42. [Sanskrit available]
A straw made image or an earthen not, is attributed with divine powers, and represented as the Most high; and so the formless God is shown in frail images, which are made and destroyed by human hands.

43. [Sanskrit available]
An outward object is made the actor and enjoyer of acts; but the wise know intelligence only, as the active and passive agent of all actions.

44. [Sanskrit available]
But the truly wise (i.e. the vacuist) acknowledges no active nor passive agent of creation; although many among the wise (i.e. the Pashupatas) recognize one God alone, as the only actor, and enjoyer of all.

45. [Sanskrit available]
All these views may be probable, and well apply to the most high, who is the sole object of all these theories; and as there is nothing, which can be positively affirmed or denied of Him. (Here the vacuist Vasishtha is a tolerator of all faiths, as suited to the capacities of the different understanding of men).

46. [Sanskrit available]
All these believers look to their desired objects, as manifest to their view in the vacuous space of their intellects, and by viewing the whole world in themselves, they remain undecayed at all times.

47. [Sanskrit available]
All visibles and all laws and prohibitions, together with all desires and designs of men; are confined with their knowledge of them in themselves.

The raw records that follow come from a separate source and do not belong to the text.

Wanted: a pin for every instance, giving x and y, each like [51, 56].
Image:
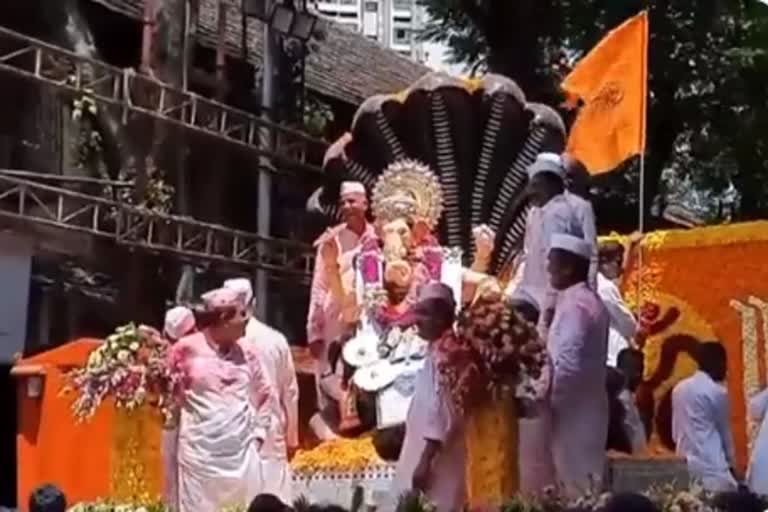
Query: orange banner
[699, 285]
[611, 81]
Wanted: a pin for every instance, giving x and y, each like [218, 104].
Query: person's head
[568, 260]
[434, 312]
[47, 498]
[267, 503]
[225, 316]
[576, 175]
[388, 442]
[353, 202]
[525, 305]
[739, 501]
[242, 286]
[545, 178]
[179, 322]
[611, 256]
[631, 362]
[629, 502]
[712, 359]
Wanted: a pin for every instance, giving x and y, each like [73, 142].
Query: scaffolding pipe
[265, 162]
[148, 26]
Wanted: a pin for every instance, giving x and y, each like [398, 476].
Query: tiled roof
[345, 66]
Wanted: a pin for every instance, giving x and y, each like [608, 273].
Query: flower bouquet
[131, 366]
[510, 353]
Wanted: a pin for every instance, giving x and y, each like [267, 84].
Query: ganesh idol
[445, 161]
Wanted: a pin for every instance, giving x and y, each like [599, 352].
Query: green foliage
[708, 65]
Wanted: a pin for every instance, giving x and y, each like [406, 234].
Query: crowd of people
[237, 426]
[595, 366]
[49, 498]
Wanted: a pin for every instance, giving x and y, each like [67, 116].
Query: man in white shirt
[701, 425]
[578, 342]
[623, 323]
[757, 475]
[551, 214]
[277, 363]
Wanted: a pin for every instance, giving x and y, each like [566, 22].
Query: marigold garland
[338, 455]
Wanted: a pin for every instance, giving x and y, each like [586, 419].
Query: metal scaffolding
[130, 226]
[131, 93]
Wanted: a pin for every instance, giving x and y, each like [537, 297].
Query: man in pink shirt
[332, 300]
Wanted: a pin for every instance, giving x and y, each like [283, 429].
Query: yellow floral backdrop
[700, 285]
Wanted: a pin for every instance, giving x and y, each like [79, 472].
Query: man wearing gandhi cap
[277, 362]
[332, 301]
[578, 344]
[551, 213]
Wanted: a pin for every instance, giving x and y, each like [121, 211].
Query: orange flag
[611, 81]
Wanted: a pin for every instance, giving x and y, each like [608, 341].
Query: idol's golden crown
[408, 189]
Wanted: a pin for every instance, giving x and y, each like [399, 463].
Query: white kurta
[757, 475]
[534, 436]
[324, 320]
[623, 324]
[224, 417]
[432, 416]
[277, 362]
[556, 217]
[579, 401]
[701, 430]
[585, 216]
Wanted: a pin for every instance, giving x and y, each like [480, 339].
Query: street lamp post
[288, 22]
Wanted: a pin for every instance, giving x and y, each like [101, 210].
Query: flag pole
[641, 181]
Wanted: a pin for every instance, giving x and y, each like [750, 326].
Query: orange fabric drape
[51, 447]
[611, 80]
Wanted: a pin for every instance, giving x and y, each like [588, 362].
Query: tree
[707, 68]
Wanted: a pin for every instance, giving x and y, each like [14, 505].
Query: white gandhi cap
[571, 244]
[179, 322]
[547, 162]
[350, 188]
[241, 286]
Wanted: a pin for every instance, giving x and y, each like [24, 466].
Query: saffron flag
[611, 81]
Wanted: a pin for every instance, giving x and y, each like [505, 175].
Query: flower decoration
[132, 367]
[356, 454]
[459, 370]
[510, 353]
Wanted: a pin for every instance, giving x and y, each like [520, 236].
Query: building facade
[395, 24]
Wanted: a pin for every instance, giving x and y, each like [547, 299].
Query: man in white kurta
[757, 475]
[334, 280]
[576, 196]
[551, 213]
[433, 456]
[701, 422]
[277, 363]
[578, 342]
[179, 322]
[623, 322]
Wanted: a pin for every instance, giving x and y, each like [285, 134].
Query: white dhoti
[536, 466]
[219, 462]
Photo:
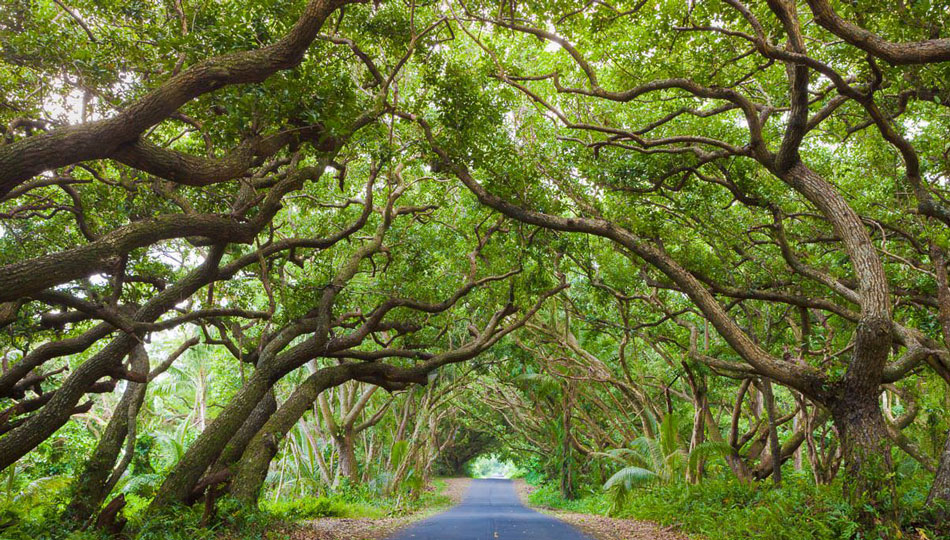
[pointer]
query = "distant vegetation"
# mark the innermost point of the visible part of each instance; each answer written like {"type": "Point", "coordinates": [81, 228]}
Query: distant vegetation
{"type": "Point", "coordinates": [266, 260]}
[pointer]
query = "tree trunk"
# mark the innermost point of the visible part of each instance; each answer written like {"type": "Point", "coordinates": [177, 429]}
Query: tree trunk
{"type": "Point", "coordinates": [939, 496]}
{"type": "Point", "coordinates": [93, 486]}
{"type": "Point", "coordinates": [238, 443]}
{"type": "Point", "coordinates": [251, 471]}
{"type": "Point", "coordinates": [345, 443]}
{"type": "Point", "coordinates": [567, 479]}
{"type": "Point", "coordinates": [869, 483]}
{"type": "Point", "coordinates": [207, 447]}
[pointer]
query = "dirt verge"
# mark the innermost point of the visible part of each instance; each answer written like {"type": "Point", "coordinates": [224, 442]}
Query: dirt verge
{"type": "Point", "coordinates": [371, 529]}
{"type": "Point", "coordinates": [602, 527]}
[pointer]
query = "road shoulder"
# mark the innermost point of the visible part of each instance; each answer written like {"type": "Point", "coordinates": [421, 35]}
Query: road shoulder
{"type": "Point", "coordinates": [374, 529]}
{"type": "Point", "coordinates": [602, 527]}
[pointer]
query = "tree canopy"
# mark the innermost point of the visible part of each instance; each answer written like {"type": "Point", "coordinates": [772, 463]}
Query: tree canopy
{"type": "Point", "coordinates": [614, 241]}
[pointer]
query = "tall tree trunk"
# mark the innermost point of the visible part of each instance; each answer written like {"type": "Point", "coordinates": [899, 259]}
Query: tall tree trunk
{"type": "Point", "coordinates": [567, 477]}
{"type": "Point", "coordinates": [939, 496]}
{"type": "Point", "coordinates": [179, 484]}
{"type": "Point", "coordinates": [251, 471]}
{"type": "Point", "coordinates": [345, 443]}
{"type": "Point", "coordinates": [93, 485]}
{"type": "Point", "coordinates": [774, 446]}
{"type": "Point", "coordinates": [867, 456]}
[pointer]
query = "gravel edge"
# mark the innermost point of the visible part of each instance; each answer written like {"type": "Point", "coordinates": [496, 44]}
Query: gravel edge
{"type": "Point", "coordinates": [373, 529]}
{"type": "Point", "coordinates": [602, 527]}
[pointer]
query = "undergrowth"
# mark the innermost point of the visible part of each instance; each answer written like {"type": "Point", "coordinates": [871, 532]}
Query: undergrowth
{"type": "Point", "coordinates": [232, 521]}
{"type": "Point", "coordinates": [724, 509]}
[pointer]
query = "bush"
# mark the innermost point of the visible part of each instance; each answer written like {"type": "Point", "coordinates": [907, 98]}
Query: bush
{"type": "Point", "coordinates": [304, 508]}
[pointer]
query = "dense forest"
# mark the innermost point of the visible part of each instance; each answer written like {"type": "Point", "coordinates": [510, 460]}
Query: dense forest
{"type": "Point", "coordinates": [679, 260]}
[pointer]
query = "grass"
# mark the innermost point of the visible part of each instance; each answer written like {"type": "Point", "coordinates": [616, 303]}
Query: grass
{"type": "Point", "coordinates": [233, 521]}
{"type": "Point", "coordinates": [723, 509]}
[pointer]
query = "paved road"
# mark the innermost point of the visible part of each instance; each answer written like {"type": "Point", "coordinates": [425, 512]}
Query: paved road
{"type": "Point", "coordinates": [490, 511]}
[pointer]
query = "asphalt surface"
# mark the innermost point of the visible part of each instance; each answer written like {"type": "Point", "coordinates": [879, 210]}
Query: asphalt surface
{"type": "Point", "coordinates": [490, 510]}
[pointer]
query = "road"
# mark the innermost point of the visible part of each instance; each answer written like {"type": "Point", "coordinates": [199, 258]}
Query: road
{"type": "Point", "coordinates": [490, 510]}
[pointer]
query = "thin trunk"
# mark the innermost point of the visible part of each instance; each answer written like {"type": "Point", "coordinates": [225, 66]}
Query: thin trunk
{"type": "Point", "coordinates": [869, 484]}
{"type": "Point", "coordinates": [345, 443]}
{"type": "Point", "coordinates": [774, 446]}
{"type": "Point", "coordinates": [93, 484]}
{"type": "Point", "coordinates": [251, 471]}
{"type": "Point", "coordinates": [939, 496]}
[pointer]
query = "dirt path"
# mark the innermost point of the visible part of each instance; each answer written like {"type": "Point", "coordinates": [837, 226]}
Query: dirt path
{"type": "Point", "coordinates": [605, 528]}
{"type": "Point", "coordinates": [491, 510]}
{"type": "Point", "coordinates": [371, 529]}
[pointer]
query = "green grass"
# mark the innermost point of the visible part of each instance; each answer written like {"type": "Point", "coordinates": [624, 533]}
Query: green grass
{"type": "Point", "coordinates": [233, 521]}
{"type": "Point", "coordinates": [723, 509]}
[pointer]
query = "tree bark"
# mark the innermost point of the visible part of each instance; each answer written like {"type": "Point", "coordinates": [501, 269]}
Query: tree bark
{"type": "Point", "coordinates": [92, 486]}
{"type": "Point", "coordinates": [869, 481]}
{"type": "Point", "coordinates": [939, 496]}
{"type": "Point", "coordinates": [345, 443]}
{"type": "Point", "coordinates": [251, 471]}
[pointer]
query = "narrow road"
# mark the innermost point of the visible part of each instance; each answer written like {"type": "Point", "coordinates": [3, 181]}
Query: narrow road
{"type": "Point", "coordinates": [491, 510]}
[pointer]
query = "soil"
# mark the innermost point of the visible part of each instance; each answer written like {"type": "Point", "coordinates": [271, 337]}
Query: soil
{"type": "Point", "coordinates": [371, 529]}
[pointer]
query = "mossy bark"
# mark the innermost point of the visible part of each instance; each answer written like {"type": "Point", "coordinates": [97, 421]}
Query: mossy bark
{"type": "Point", "coordinates": [869, 482]}
{"type": "Point", "coordinates": [251, 471]}
{"type": "Point", "coordinates": [939, 496]}
{"type": "Point", "coordinates": [93, 486]}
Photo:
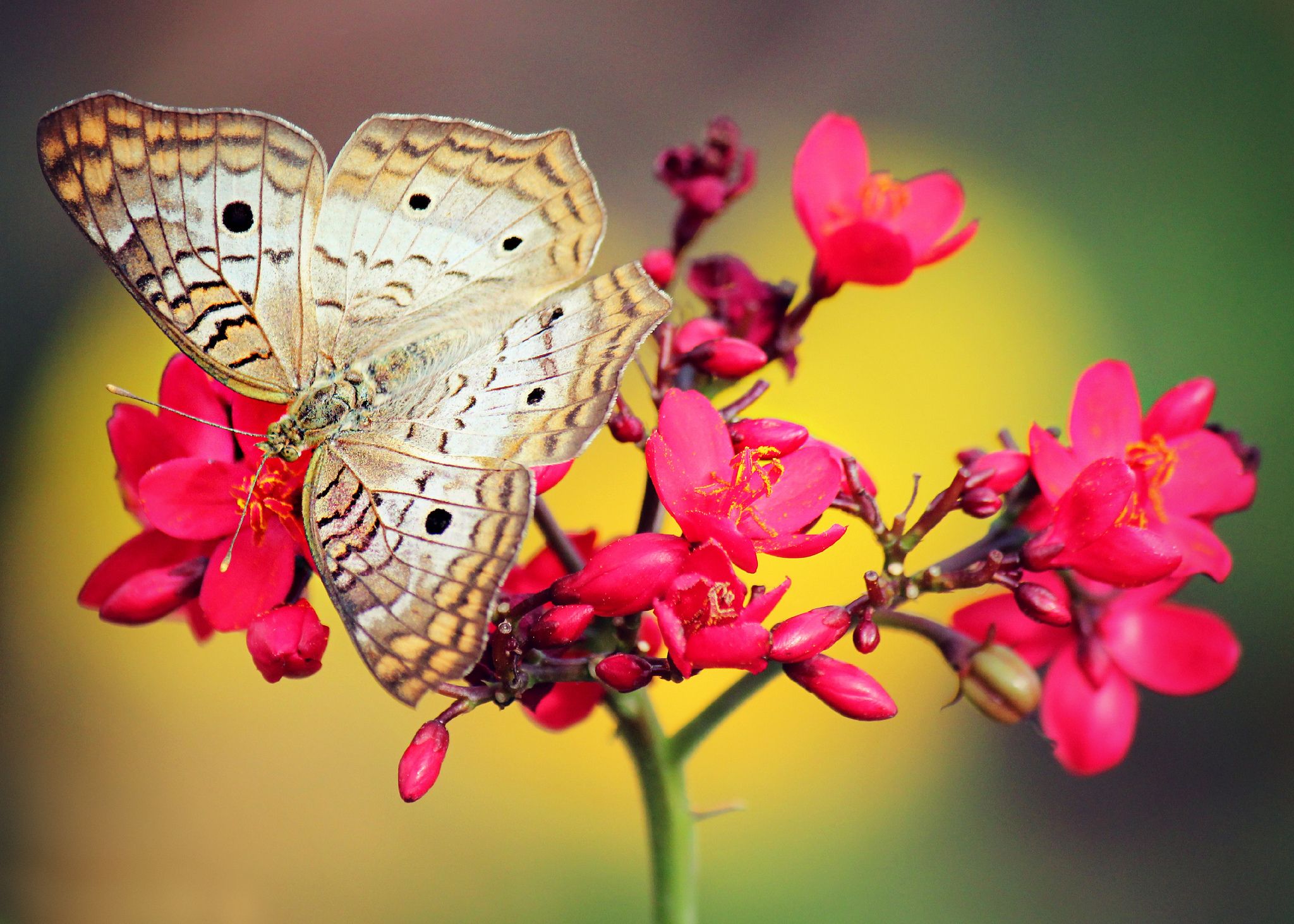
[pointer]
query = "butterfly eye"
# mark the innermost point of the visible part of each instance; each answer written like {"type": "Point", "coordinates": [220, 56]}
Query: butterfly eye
{"type": "Point", "coordinates": [237, 217]}
{"type": "Point", "coordinates": [439, 520]}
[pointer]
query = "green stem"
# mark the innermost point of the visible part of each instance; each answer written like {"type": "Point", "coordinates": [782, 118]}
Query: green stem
{"type": "Point", "coordinates": [687, 738]}
{"type": "Point", "coordinates": [669, 819]}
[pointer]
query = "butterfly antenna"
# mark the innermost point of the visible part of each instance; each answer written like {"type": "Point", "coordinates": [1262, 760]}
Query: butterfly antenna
{"type": "Point", "coordinates": [229, 556]}
{"type": "Point", "coordinates": [122, 392]}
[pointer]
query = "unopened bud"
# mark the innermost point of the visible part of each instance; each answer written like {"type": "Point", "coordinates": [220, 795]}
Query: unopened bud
{"type": "Point", "coordinates": [729, 357]}
{"type": "Point", "coordinates": [1038, 602]}
{"type": "Point", "coordinates": [1001, 683]}
{"type": "Point", "coordinates": [811, 633]}
{"type": "Point", "coordinates": [626, 428]}
{"type": "Point", "coordinates": [768, 431]}
{"type": "Point", "coordinates": [981, 503]}
{"type": "Point", "coordinates": [868, 636]}
{"type": "Point", "coordinates": [420, 767]}
{"type": "Point", "coordinates": [659, 265]}
{"type": "Point", "coordinates": [627, 575]}
{"type": "Point", "coordinates": [850, 692]}
{"type": "Point", "coordinates": [562, 625]}
{"type": "Point", "coordinates": [624, 672]}
{"type": "Point", "coordinates": [1039, 553]}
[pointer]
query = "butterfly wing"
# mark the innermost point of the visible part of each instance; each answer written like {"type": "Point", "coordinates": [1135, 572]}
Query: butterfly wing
{"type": "Point", "coordinates": [412, 548]}
{"type": "Point", "coordinates": [206, 217]}
{"type": "Point", "coordinates": [433, 224]}
{"type": "Point", "coordinates": [540, 391]}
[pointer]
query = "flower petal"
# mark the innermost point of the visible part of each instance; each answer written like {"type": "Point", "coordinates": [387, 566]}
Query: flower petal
{"type": "Point", "coordinates": [866, 253]}
{"type": "Point", "coordinates": [828, 172]}
{"type": "Point", "coordinates": [1054, 465]}
{"type": "Point", "coordinates": [1202, 553]}
{"type": "Point", "coordinates": [809, 483]}
{"type": "Point", "coordinates": [1207, 478]}
{"type": "Point", "coordinates": [186, 388]}
{"type": "Point", "coordinates": [1125, 557]}
{"type": "Point", "coordinates": [934, 203]}
{"type": "Point", "coordinates": [193, 497]}
{"type": "Point", "coordinates": [259, 577]}
{"type": "Point", "coordinates": [946, 249]}
{"type": "Point", "coordinates": [143, 551]}
{"type": "Point", "coordinates": [1033, 641]}
{"type": "Point", "coordinates": [1092, 726]}
{"type": "Point", "coordinates": [734, 645]}
{"type": "Point", "coordinates": [1171, 649]}
{"type": "Point", "coordinates": [801, 545]}
{"type": "Point", "coordinates": [1182, 409]}
{"type": "Point", "coordinates": [1107, 412]}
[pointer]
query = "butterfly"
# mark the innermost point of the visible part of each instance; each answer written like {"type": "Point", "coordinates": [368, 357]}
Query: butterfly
{"type": "Point", "coordinates": [413, 304]}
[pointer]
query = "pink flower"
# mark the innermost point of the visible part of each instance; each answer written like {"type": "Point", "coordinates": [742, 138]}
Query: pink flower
{"type": "Point", "coordinates": [1116, 641]}
{"type": "Point", "coordinates": [624, 576]}
{"type": "Point", "coordinates": [287, 642]}
{"type": "Point", "coordinates": [748, 503]}
{"type": "Point", "coordinates": [870, 227]}
{"type": "Point", "coordinates": [847, 689]}
{"type": "Point", "coordinates": [420, 765]}
{"type": "Point", "coordinates": [707, 620]}
{"type": "Point", "coordinates": [1173, 474]}
{"type": "Point", "coordinates": [186, 482]}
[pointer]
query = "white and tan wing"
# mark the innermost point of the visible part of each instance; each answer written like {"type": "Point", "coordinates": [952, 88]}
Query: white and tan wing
{"type": "Point", "coordinates": [412, 549]}
{"type": "Point", "coordinates": [540, 391]}
{"type": "Point", "coordinates": [438, 224]}
{"type": "Point", "coordinates": [207, 217]}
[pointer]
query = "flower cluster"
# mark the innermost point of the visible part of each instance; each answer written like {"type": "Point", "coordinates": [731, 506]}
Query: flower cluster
{"type": "Point", "coordinates": [1089, 536]}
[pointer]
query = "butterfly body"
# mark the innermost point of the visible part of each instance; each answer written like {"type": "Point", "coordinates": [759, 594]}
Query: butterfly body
{"type": "Point", "coordinates": [414, 307]}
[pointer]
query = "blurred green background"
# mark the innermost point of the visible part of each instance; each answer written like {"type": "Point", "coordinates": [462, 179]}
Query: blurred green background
{"type": "Point", "coordinates": [1131, 164]}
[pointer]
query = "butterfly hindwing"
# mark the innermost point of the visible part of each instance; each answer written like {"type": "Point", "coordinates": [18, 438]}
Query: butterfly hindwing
{"type": "Point", "coordinates": [412, 548]}
{"type": "Point", "coordinates": [206, 217]}
{"type": "Point", "coordinates": [433, 224]}
{"type": "Point", "coordinates": [541, 390]}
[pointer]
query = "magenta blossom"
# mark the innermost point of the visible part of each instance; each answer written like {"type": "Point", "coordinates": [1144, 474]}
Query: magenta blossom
{"type": "Point", "coordinates": [753, 501]}
{"type": "Point", "coordinates": [707, 620]}
{"type": "Point", "coordinates": [1116, 641]}
{"type": "Point", "coordinates": [1173, 474]}
{"type": "Point", "coordinates": [870, 227]}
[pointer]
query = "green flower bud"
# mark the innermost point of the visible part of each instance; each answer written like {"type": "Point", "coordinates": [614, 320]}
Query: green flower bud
{"type": "Point", "coordinates": [1001, 683]}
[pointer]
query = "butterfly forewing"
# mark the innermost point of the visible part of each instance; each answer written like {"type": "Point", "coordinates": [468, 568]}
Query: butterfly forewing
{"type": "Point", "coordinates": [206, 217]}
{"type": "Point", "coordinates": [437, 224]}
{"type": "Point", "coordinates": [412, 549]}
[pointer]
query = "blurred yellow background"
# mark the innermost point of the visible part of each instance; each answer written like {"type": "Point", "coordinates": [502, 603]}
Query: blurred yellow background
{"type": "Point", "coordinates": [1142, 214]}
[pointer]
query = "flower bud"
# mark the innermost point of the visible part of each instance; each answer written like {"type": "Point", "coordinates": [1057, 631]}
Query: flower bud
{"type": "Point", "coordinates": [548, 476]}
{"type": "Point", "coordinates": [624, 672]}
{"type": "Point", "coordinates": [626, 428]}
{"type": "Point", "coordinates": [659, 265]}
{"type": "Point", "coordinates": [626, 576]}
{"type": "Point", "coordinates": [981, 503]}
{"type": "Point", "coordinates": [560, 625]}
{"type": "Point", "coordinates": [849, 690]}
{"type": "Point", "coordinates": [696, 332]}
{"type": "Point", "coordinates": [1001, 683]}
{"type": "Point", "coordinates": [729, 357]}
{"type": "Point", "coordinates": [287, 642]}
{"type": "Point", "coordinates": [812, 633]}
{"type": "Point", "coordinates": [1039, 603]}
{"type": "Point", "coordinates": [420, 767]}
{"type": "Point", "coordinates": [1007, 466]}
{"type": "Point", "coordinates": [768, 431]}
{"type": "Point", "coordinates": [868, 636]}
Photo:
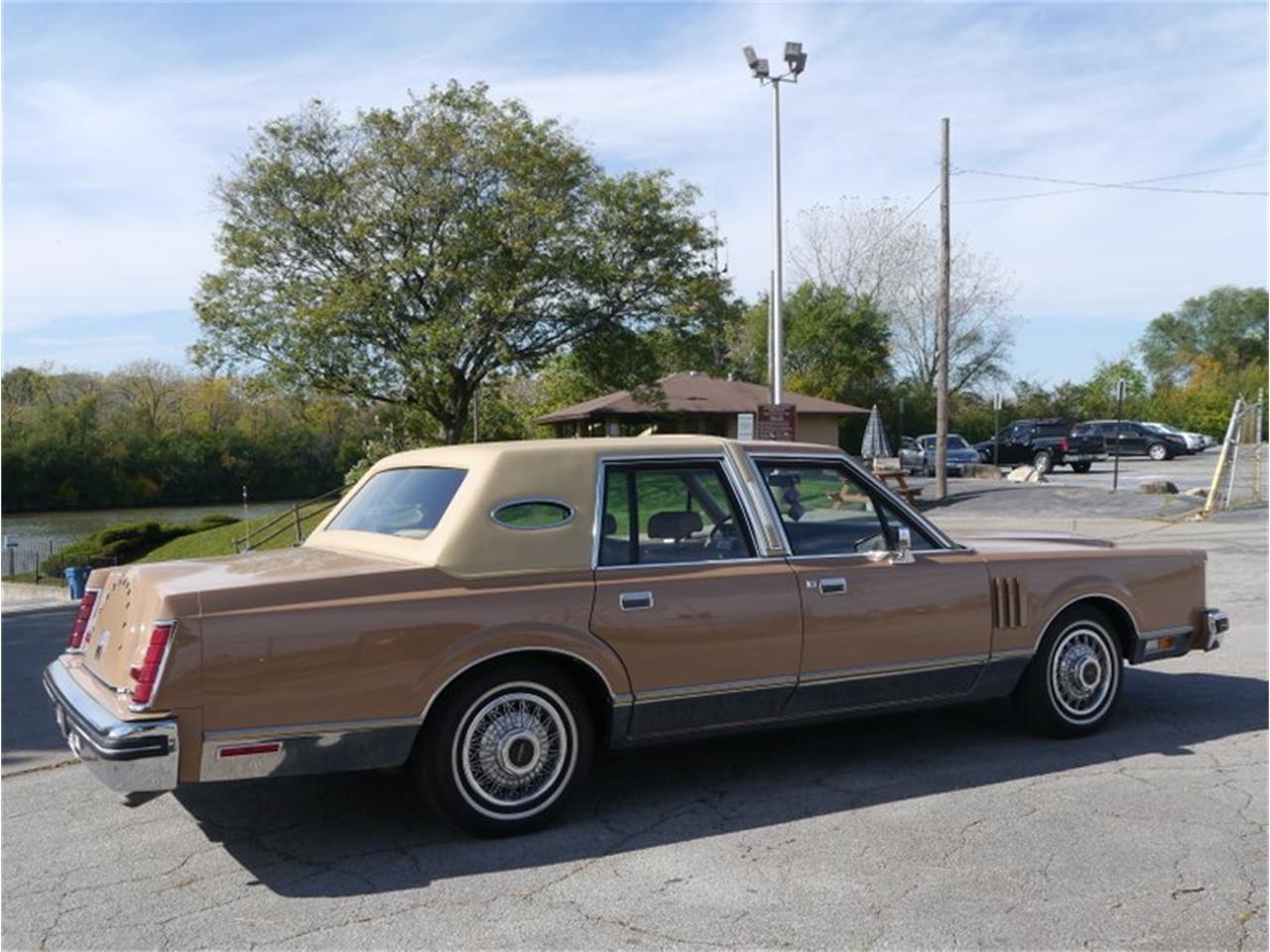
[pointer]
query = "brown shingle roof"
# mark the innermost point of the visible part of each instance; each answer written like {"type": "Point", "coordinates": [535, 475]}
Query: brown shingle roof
{"type": "Point", "coordinates": [691, 393]}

Hence those that are true to their faiths, and firm in the observance of their duties and performance of their acts, are verily of the nature of the divine soul, by their viewing all nature in themselves.

48. [Sanskrit available]
This very doctrine was inculcated to before, when you had been a pupil under my preceptorship; but as you could not fully comprehend it then, you are doomed to another birth, to learn it again from me. (Vasishtha means to say that he is immortal, though Rama may have his transmigration in many incarnations).

49. [Sanskrit available]
The world representing the longsome dark and dreary winter night, presents the pure light of knowledge, shining with the serene and cooling beams of the autumnal lunar disk; now O Rama! as you [are] edified by your pure intelligence, shake off the dross of dull ignorance from you, and continue in the discharge of your duties, as they have lineally descended to you and to your royal race.

50. [Sanskrit available]
Do you remain released from your attachment, to all things of this temporal world; and relying solely in the One supreme and universal soul, whose pure nature is perceptible throughout all nature; then be as lucid as the pellucid sky, with the peace of your mind and transport of your soul, and learn to rule your realm with justice and equity.